Despite pacing issues, the remake of “A Wrinkle in Time” presents beautiful visuals and a strong storyline divergent from the 1962 children’s novel.
You know how everyone has a certain piece of media from their childhood, usually a book or a movie or a TV show, that they would obsess over and possess like it belonged to them and no one else? For me, that piece of media was Madeleine L’Engle’s novel “A Wrinkle in Time” I read the first sentence and immediately found a kindred spirit in Meg Murry, the book’s protagonist. Like Meg, I couldn’t sleep during thunderstorms, hated math and had a genius younger brother. Naturally, when Disney announced the book was getting a film adaptation, I was excited — and when they announced it would be directed by Ava DuVernay, I was ecstatic.
The basic premise of “A Wrinkle in Time” follows Meg, a troubled, bespectacled teen, whose father, a scientist, has been missing for four years. Meg’s younger brother Charles Wallace, a six-year-old genius, pulls Meg, along with Calvin O’Keefe, a classmate of Meg, into a search for her father. The quest takes them to the farthest edges of the universe, where Meg confronts both the darkness of the universe and the darkness within herself.
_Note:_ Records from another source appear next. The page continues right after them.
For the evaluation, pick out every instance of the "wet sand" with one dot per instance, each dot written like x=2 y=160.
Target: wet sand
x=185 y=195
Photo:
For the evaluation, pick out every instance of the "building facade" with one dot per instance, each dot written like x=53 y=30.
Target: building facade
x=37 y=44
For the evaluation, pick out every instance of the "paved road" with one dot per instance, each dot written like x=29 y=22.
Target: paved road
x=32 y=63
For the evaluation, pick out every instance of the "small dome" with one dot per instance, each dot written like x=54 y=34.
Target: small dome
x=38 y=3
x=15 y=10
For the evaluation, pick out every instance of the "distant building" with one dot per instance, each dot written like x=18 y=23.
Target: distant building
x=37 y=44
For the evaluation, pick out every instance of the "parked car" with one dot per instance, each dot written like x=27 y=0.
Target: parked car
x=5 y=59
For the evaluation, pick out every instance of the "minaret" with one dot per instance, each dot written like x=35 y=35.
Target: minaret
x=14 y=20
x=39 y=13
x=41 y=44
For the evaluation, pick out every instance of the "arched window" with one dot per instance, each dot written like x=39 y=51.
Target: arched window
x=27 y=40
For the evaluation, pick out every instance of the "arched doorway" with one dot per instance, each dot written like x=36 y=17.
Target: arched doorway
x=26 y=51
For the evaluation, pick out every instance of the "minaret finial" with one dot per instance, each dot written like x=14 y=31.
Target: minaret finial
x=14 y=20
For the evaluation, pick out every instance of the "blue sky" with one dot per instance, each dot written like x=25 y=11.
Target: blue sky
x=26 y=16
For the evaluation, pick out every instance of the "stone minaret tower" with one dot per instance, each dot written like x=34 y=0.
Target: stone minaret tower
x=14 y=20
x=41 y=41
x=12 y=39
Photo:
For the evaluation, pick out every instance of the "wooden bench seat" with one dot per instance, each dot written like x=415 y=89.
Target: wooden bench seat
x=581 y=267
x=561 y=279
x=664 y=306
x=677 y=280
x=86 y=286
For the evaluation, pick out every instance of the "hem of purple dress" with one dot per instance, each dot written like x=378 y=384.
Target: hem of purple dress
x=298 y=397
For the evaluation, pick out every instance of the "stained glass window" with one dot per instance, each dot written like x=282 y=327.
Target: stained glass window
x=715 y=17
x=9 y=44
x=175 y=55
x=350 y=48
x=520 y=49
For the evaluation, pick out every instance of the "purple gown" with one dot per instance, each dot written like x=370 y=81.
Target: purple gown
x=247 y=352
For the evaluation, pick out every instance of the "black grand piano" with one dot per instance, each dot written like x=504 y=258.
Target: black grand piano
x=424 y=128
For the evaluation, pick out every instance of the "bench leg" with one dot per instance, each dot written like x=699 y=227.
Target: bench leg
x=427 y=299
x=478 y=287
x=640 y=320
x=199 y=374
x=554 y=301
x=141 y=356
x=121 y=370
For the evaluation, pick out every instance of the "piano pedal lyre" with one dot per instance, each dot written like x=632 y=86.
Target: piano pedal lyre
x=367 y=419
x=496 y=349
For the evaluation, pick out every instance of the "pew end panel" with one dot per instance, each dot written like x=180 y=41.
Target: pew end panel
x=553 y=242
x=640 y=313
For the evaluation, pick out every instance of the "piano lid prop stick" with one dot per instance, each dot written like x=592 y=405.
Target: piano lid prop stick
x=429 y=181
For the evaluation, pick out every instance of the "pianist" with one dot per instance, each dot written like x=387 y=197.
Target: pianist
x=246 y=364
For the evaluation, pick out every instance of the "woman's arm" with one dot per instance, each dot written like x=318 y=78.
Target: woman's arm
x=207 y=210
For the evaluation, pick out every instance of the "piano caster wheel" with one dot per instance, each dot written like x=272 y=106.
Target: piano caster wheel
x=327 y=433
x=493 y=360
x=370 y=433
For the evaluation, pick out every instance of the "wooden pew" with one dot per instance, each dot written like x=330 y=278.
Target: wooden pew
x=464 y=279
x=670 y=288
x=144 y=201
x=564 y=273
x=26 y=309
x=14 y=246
“A Wrinkle in Time” the movie is very different from “A Wrinkle in Time” the book, and in many ways, that is its greatest strength. The best film adaptations expound on the source material rather than treating it as a sacred text. This film gives a whole new layer of meaning to Meg’s character arc, by casting African-American actress Storm Reid in the role, and a whole new layer of empowerment given when Oprah Winfrey, as an all-powerful celestial being, looks directly into her eyes and tells her she is beautiful.
Although the movie tries its best to erase L’Engle’s Episcopal beliefs from the story, it does not succeed entirely. At the core of both works is the idea that radical love can redeem what was lost and save the world. That’s why the main characters are kids. Only kids would be naive enough to believe in that thread of hope. And for a whole two hours, the audience is placed within that mindset. It’s refreshing, but at the core of it, “A Wrinkle in Time” isn’t for cynical, world-weary adults; it’s for innocent, naive-enough-to-change-the-world kids.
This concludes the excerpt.